Derweil besteht die palästinensische Nationalmannschaft vor allem aus Spielern aus der Diaspora, die oftmals im Ausland als Kinder palästinensischer Eltern aufgewachsen sind. Oder aus Fußballern, die seit Jahren in Europa oder den Golfstaaten spielen und daher kein Probleme mit der Ein- und Ausreise aus den palästinensischen Gebieten haben.

Fußballer wie Oday Dabbagh. Der 26 Jahre junge Mittelstürmer ist Palästinas Torjäger der Stunde. Dabbagh ist in Jerusalem geboren, spielt jedoch in Schottlands erster Liga für Aberdeen, wo er zuletzt zum Pokalheld wurde. In 42 Länderspielen hat er 16 Tore erzielt, unter anderem beim Asien-Cup 2023, wo Palästina erst im Achtelfinale (1:2) gegen den späteren Gewinner Katar ausschied.

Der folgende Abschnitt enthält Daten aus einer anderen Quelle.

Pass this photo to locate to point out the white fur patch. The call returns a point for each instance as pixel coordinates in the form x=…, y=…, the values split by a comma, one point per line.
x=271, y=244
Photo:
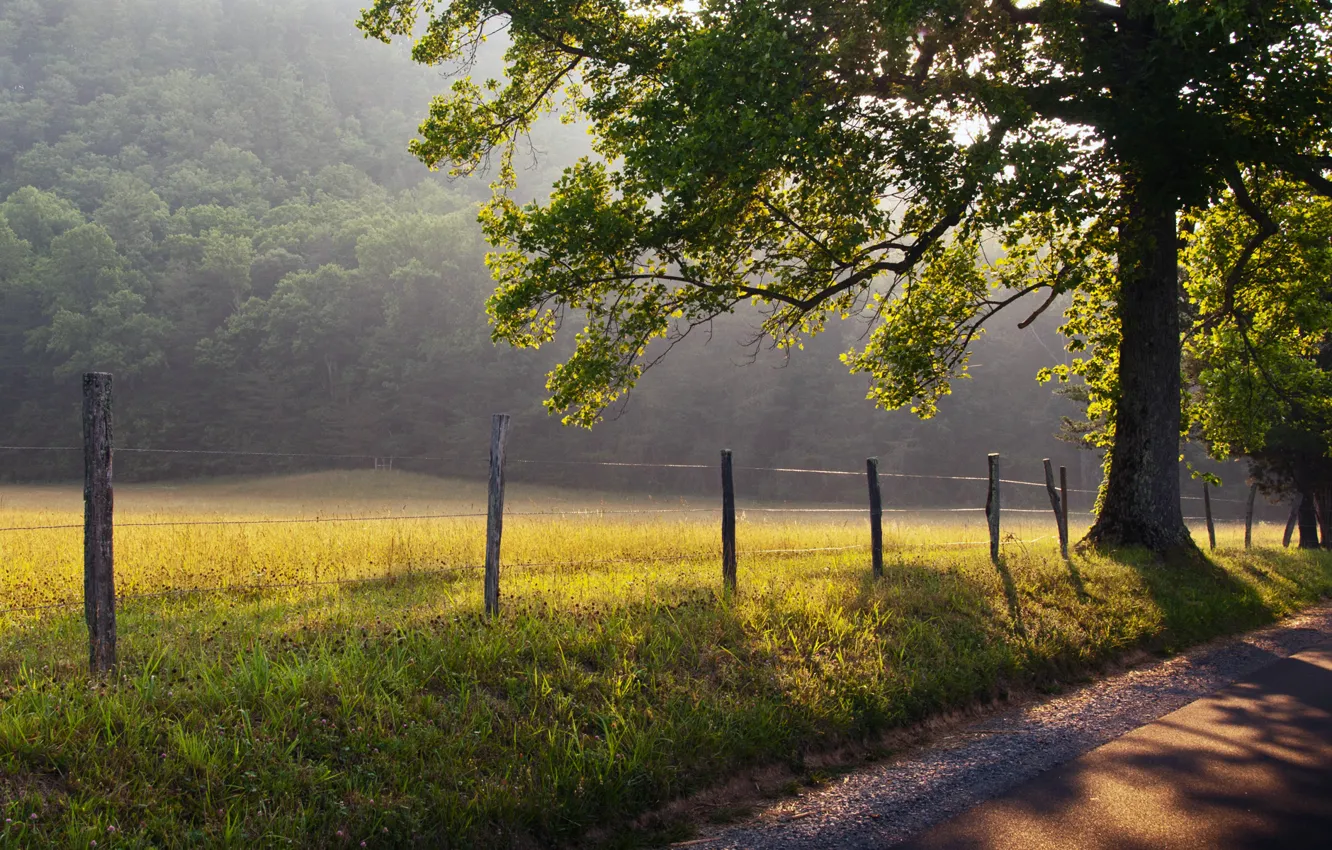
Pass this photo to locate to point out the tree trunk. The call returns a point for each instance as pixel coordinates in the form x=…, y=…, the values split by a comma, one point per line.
x=1308, y=521
x=1323, y=508
x=1142, y=504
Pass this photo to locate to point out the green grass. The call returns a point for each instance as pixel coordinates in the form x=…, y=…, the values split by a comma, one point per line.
x=392, y=712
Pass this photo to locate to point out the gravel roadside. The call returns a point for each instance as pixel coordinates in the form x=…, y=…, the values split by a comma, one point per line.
x=903, y=796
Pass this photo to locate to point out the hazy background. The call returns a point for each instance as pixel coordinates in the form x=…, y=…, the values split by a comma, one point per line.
x=212, y=200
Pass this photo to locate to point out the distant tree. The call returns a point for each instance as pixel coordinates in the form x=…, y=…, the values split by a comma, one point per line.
x=1260, y=355
x=838, y=159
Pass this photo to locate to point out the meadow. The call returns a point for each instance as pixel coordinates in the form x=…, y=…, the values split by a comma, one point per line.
x=334, y=684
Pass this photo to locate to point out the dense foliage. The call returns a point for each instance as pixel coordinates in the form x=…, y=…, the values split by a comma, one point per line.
x=215, y=203
x=850, y=160
x=1260, y=353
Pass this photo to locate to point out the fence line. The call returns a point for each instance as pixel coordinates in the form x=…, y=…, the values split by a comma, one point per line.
x=100, y=598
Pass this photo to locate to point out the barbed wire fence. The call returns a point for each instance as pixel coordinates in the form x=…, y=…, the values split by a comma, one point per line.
x=100, y=597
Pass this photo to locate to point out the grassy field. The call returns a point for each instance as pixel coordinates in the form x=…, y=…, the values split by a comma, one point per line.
x=380, y=706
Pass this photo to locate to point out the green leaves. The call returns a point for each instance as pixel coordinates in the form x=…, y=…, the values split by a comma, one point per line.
x=847, y=160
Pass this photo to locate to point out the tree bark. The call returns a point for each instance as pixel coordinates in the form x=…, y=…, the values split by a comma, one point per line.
x=1308, y=521
x=1142, y=505
x=1323, y=504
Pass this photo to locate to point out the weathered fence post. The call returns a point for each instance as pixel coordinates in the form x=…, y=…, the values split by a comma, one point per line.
x=1248, y=517
x=1207, y=514
x=1056, y=504
x=871, y=468
x=993, y=506
x=494, y=510
x=1063, y=500
x=727, y=524
x=99, y=529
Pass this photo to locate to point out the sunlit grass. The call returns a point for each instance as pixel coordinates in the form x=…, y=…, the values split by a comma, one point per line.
x=618, y=676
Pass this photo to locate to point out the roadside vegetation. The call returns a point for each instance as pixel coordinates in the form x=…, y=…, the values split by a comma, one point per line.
x=392, y=713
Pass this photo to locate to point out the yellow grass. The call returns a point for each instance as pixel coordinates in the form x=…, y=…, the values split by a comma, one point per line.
x=362, y=525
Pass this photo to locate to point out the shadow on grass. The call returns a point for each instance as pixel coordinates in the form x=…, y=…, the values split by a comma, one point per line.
x=570, y=716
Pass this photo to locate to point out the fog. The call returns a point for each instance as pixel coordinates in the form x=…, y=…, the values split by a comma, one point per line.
x=213, y=201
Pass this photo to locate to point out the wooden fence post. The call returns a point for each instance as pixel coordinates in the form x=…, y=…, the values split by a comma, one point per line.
x=871, y=468
x=99, y=529
x=1248, y=517
x=993, y=506
x=1063, y=500
x=1207, y=513
x=727, y=524
x=1056, y=504
x=494, y=512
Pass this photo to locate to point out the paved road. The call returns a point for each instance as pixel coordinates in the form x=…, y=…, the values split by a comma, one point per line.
x=1250, y=766
x=994, y=761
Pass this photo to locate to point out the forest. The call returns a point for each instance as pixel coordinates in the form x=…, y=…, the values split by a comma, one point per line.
x=213, y=200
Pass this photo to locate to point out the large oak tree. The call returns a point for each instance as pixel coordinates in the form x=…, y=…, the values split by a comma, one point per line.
x=851, y=159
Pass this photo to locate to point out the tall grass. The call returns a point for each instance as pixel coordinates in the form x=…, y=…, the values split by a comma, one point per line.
x=390, y=712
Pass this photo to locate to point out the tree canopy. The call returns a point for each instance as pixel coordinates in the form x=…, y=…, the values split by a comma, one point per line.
x=213, y=200
x=858, y=159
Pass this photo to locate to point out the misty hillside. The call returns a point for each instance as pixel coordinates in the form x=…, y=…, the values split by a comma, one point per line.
x=213, y=201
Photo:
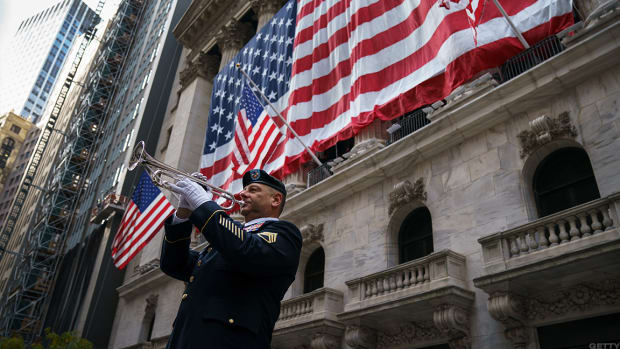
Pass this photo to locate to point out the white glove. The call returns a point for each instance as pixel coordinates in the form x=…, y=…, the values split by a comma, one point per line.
x=193, y=193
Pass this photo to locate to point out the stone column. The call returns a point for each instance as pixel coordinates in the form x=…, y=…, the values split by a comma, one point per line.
x=231, y=38
x=509, y=309
x=192, y=112
x=265, y=9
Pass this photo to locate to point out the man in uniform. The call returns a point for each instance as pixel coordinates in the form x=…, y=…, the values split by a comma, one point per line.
x=234, y=287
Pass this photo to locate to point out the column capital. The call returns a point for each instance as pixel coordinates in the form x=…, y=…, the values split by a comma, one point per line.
x=234, y=36
x=205, y=66
x=453, y=321
x=358, y=337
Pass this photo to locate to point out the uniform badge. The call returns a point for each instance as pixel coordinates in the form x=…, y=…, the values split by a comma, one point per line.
x=254, y=227
x=269, y=237
x=254, y=174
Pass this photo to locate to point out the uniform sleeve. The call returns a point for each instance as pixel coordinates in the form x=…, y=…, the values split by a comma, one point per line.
x=177, y=260
x=273, y=250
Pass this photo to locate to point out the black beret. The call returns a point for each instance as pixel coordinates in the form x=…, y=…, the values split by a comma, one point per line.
x=260, y=176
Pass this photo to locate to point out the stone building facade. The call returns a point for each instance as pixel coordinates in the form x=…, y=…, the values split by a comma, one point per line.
x=506, y=260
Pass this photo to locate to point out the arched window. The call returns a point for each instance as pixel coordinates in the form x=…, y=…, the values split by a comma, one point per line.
x=562, y=180
x=315, y=269
x=415, y=238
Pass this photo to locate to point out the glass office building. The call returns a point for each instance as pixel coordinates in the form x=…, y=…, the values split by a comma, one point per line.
x=38, y=51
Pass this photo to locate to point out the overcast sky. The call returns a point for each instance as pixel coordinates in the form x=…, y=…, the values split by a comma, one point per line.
x=12, y=12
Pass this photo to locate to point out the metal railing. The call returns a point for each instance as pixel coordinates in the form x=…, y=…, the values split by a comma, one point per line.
x=530, y=58
x=318, y=174
x=409, y=123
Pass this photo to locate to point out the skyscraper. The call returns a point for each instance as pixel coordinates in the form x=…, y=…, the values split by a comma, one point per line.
x=38, y=51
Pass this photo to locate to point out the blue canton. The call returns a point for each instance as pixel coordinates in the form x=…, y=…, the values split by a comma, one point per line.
x=145, y=192
x=267, y=59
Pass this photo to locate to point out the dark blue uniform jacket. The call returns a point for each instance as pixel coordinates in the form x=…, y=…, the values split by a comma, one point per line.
x=234, y=287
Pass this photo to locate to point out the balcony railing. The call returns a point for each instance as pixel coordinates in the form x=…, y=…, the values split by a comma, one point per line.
x=301, y=318
x=559, y=229
x=318, y=174
x=412, y=277
x=409, y=123
x=531, y=57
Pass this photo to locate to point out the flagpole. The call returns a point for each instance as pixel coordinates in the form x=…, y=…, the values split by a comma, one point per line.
x=514, y=28
x=280, y=115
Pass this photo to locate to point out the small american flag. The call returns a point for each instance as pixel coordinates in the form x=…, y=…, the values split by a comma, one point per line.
x=242, y=132
x=144, y=216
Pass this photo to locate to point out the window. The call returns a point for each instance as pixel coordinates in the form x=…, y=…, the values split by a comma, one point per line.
x=313, y=276
x=562, y=180
x=415, y=238
x=5, y=150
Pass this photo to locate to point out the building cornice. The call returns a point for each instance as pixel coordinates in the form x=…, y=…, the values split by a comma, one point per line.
x=454, y=124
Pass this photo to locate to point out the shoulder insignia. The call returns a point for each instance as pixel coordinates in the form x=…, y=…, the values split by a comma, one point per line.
x=231, y=227
x=269, y=237
x=254, y=227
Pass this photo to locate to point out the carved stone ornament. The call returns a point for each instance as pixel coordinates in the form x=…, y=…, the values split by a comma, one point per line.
x=405, y=192
x=144, y=268
x=266, y=6
x=543, y=130
x=409, y=334
x=206, y=66
x=151, y=304
x=358, y=337
x=324, y=341
x=581, y=298
x=453, y=321
x=510, y=310
x=311, y=233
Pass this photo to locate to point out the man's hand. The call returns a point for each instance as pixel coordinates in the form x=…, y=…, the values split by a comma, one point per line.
x=192, y=194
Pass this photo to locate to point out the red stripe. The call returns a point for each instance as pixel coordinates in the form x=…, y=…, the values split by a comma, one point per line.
x=459, y=71
x=157, y=211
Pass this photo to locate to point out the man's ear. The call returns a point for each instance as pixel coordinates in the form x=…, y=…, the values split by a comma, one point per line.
x=276, y=199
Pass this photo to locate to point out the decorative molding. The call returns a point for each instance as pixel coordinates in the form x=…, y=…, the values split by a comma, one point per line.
x=358, y=337
x=311, y=233
x=205, y=66
x=453, y=321
x=409, y=334
x=266, y=6
x=324, y=341
x=151, y=305
x=581, y=298
x=234, y=36
x=144, y=268
x=545, y=129
x=405, y=192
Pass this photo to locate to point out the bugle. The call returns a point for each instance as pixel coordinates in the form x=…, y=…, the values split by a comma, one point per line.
x=157, y=170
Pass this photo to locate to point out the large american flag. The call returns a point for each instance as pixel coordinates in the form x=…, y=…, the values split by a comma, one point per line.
x=144, y=216
x=357, y=61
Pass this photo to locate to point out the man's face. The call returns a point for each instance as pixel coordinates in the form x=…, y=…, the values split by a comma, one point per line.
x=259, y=201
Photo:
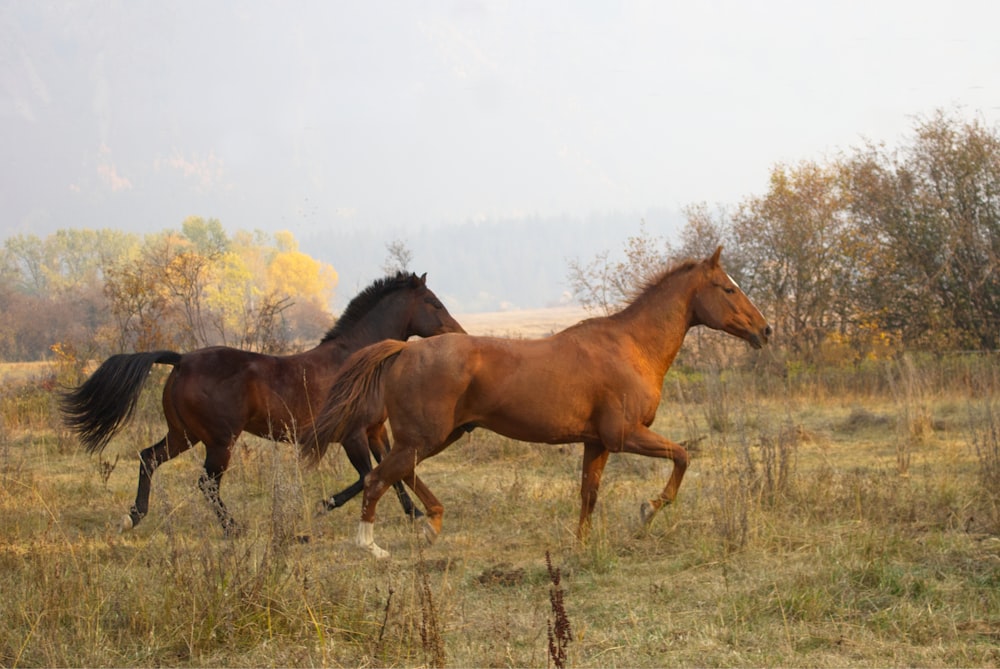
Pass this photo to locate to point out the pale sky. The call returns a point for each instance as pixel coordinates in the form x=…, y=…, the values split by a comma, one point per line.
x=310, y=116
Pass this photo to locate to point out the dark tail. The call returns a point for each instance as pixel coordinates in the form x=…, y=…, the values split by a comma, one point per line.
x=355, y=401
x=105, y=402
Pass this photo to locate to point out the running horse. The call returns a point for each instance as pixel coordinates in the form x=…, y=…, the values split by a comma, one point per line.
x=214, y=394
x=598, y=382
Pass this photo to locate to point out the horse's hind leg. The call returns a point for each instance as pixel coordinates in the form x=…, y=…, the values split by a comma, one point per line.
x=216, y=462
x=149, y=459
x=595, y=456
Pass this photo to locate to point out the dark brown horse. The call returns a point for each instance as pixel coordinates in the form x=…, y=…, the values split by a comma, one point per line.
x=598, y=382
x=213, y=394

Oday Dabbagh im Januar 2024 beim Torjubel für die palästinensische Nationalmannschaft.
Oday Dabbagh im Januar 2024 beim Torjubel für die palästinensische Nationalmannschaft. © NurPhoto/IMAGO/Noushad Thekkayil

Für Palästinas Nationalmannschaft rund um Dabbagh endet mit dem 1:1 gegen Oman der WM-Traum, nur mit einem Sieg hätten die "Lions of Canaan" Oman noch in ihrer Quali-Gruppe überholt.

Trotz allem bleibt der Sport für die kriegsgebeutelte Nation ein Symbol der Beharrlichkeit und Hoffnung auf bessere Tage – wie in so vielen Region auf der ganzen Welt.